We’re lucky, in our small country town of Middleburg, Virginia, to have a first class saloniste in Wendy Pepper, the talented fashion designer. Without altering her productivity, the divorced working mother makes space every day for one-of-a-kind, high-level creative interactions. How does she do it?

The first set of requirements is not what you’d think, I’ve realized after observing Wendy for a few years. It’s not that you have to love people. Love people, love a party: that’s a hostess. To be a saloniste, you have to be artistically hungry, mentally flexible and mostly open.

To keep such a vibrant forum going day after day, you have to see the value in seizing the social moment. You have to be able to stop whatever art you are making with no notice, and still be civil to guests. You have to be able to pick up where you left off and keep going without complaint. Every interruption is an opportunity to you, the saloniste.
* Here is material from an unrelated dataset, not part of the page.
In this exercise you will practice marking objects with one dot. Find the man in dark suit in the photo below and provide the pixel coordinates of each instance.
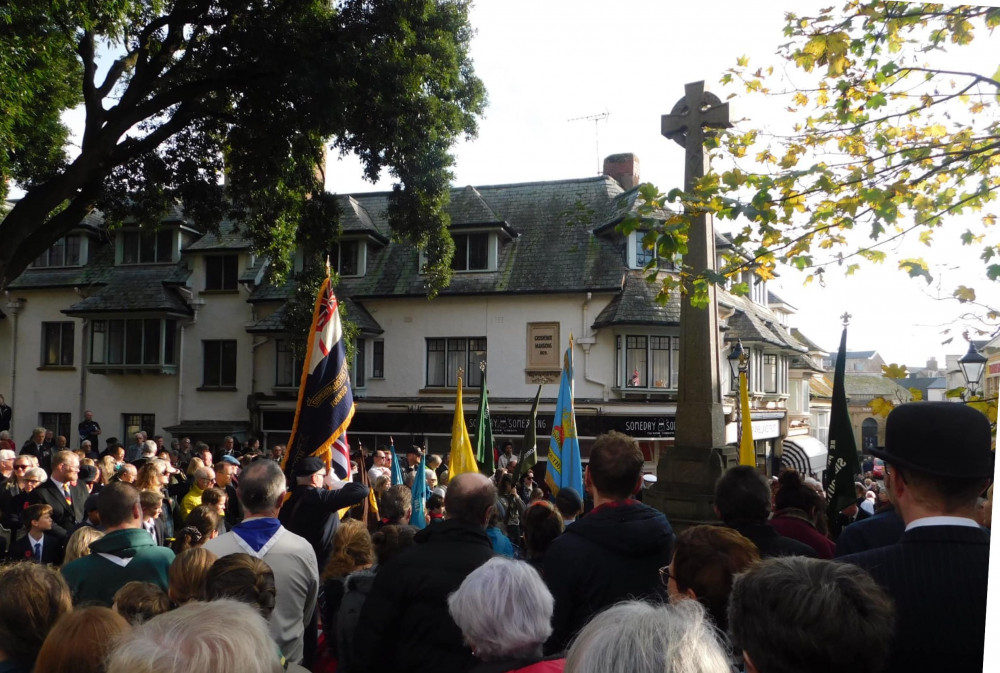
(938, 461)
(63, 494)
(38, 546)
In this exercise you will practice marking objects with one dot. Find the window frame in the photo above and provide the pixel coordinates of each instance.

As a hermetic writer, I find this almost impossible, and a painter friend agrees. Our immersion patterns may be drastically different from artists working in high-energy, collaborative media. I hope these columns will shed light on that, and on other strange but true facts about living a creative life.
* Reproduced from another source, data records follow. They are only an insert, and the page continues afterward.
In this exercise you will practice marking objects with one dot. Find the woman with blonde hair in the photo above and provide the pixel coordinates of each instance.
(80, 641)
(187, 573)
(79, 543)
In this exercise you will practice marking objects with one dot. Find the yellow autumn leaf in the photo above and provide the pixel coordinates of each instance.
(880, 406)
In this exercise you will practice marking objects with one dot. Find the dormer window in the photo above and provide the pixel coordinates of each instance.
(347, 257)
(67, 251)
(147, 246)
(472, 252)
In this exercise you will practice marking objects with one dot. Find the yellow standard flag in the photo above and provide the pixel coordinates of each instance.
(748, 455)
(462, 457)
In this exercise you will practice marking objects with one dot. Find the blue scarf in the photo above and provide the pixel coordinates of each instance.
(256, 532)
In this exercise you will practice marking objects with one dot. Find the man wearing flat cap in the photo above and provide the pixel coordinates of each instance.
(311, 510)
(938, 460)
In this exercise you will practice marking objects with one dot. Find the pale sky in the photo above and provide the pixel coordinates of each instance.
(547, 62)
Whatever the reason, when I finish writing for the day, especially when I’m writing fiction, I feel like I’m slowly surfacing from the depths of my inner life—and there’s no way I’m making tea for unannounced visitors. That’s why I go to Wendy’s for conversation.

One famous writer once said of another, paying a high compliment, “her high art is her full life.” Wendy’s genius is that she can do both high art and full life so easily.

Wendy Pepper was born in Dayton, Ohio, the middle of three children. Her father was a Wayerhaeuser executive. The family moved to Washington, where Wendy’s mother grew up, when Wendy was six. She attended Potomac School in McLean, Virginia, then Madeira before Barnard College. Marriage to her elementary school sweetheart ended shortly after the birth of their daughter. Wendy’s former husband lives nearby. They share custody of Finley. Both parents remarried.

Thoughtful, curious, empathic and hilarious, she’s nothing like the ruthless bitch portrayed in 1994 on “Project Runway,” where Wendy showed her mettle by winning the two most commercial challenges, but somehow didn’t walk away with the $100,000 first prize after showing an amazing début collection in Bryant Park. Tim Gunn, Heidi Klum and the other Bravo producers and judges made Wendy out, wrongly, to be self-absorbed and socially clueless. She is, however, provocative.

Friends come ready to take on the full array of uncensored topics. Artists come for inspiration and encouragement. Everyone comes for understanding, for a healing dose of laughter. Everyone leaves full of new ideas, new questions, new projects. What more can you ask of great conversation?

Turns out—and it’s not what’d you’d expect from a fashion designer—Wendy is a serious thinker on a variety of subjects. She has a well-earned anthropology degree from Columbia University and a history of going straight to the source for inspiration. As you will read in our interview, she devised a 20-year self-study program of apprenticeship that included a stint in silk dyeing in Nepal. Today she works with a fabric technologist “to design from the ground up” by developing new fabrics “that have particular properties at the chemistry level.” She travels regularly to New York to speak on panels and broadcast as a fashion journalist. Last year she won $75,000 for charity on “Celebrity Poker” after studying the game for only a month.

I routinely see some pretty daunting four-inch tomes lying open on the sitting room sofa beside the empty teacup at nine in the morning. I once asked Wendy if she had always been an intellectual, and she told me no. “But I was a rebel.” She gets up at five to run/walk a mile or two, to wrap up the previous day’s business and to work on her web site. By the time I see her, dropping off our kids at school, Wendy’s been so engrossed in her morning that she’s forgotten to shower or change clothes. Wendy is a casual dresser by default. In the matter of spectacles, we vie for the quirky spinster title. But with her willowy framed and her angular movements, Wendy is unmistakably feminine. She projects a deep awareness that true beauty lies within. In any encounter, as Natalie Barney did in Paris in the 1920s, Wendy Pepper leads with the mind. She has somehow stayed hip after completely digesting the history and business of fashion, right up to the present moment, which she knows by heart the way some people know their sports statistics.

Make no mistake about Wendy’s drive to build a fashion brand from Middleburg—a daunting task, let’s face it—but she fervently believes, like Balenciaga, that the role of ladies fashion is to serve and beautify and empower the woman, not to turn her into a cultural statement about the here and now or some stylistic billboard for the next greatest thing.

If she makes it big in fashion, according to plan, Wendy Pepper will definitely become a high priest of the runway.

Maybe that explains how, when I met Wendy Pepper, she was waiting serenely for the birth of her daughter. She called me “dear” and I loved it, even though we’re the same age. When I turned to her in tears for something to wear to my cousin’s wedding, while hugely pregnant in my last trimester, Wendy made me feel like the loveliest woman in the room.

Seven years later, our girls are pals just like their moms. Wendy appears, by permission, as the character Wendy Pepper in my novel quintet Tabou. I’ve interviewed Wendy several times in the brutal aftermath of her appearance on “Project Runway,” when Wendy lost about 40 pounds over the devastating career effects of being demonized on Reality TV. This year she rebounded with an astounding, cohesive collection. My favorite piece is the cocktail maternity dress just bursting with color. You can see it (and buy it) on Wendy’s web site, www.wendypepper.com.

Read on from our unpublished interviews.

“I’m not about the youth-centered culture. Fashion’s an awkward fit for me because I’m all about serving my client. I recede into the background, which is what I think a proper designer should do.”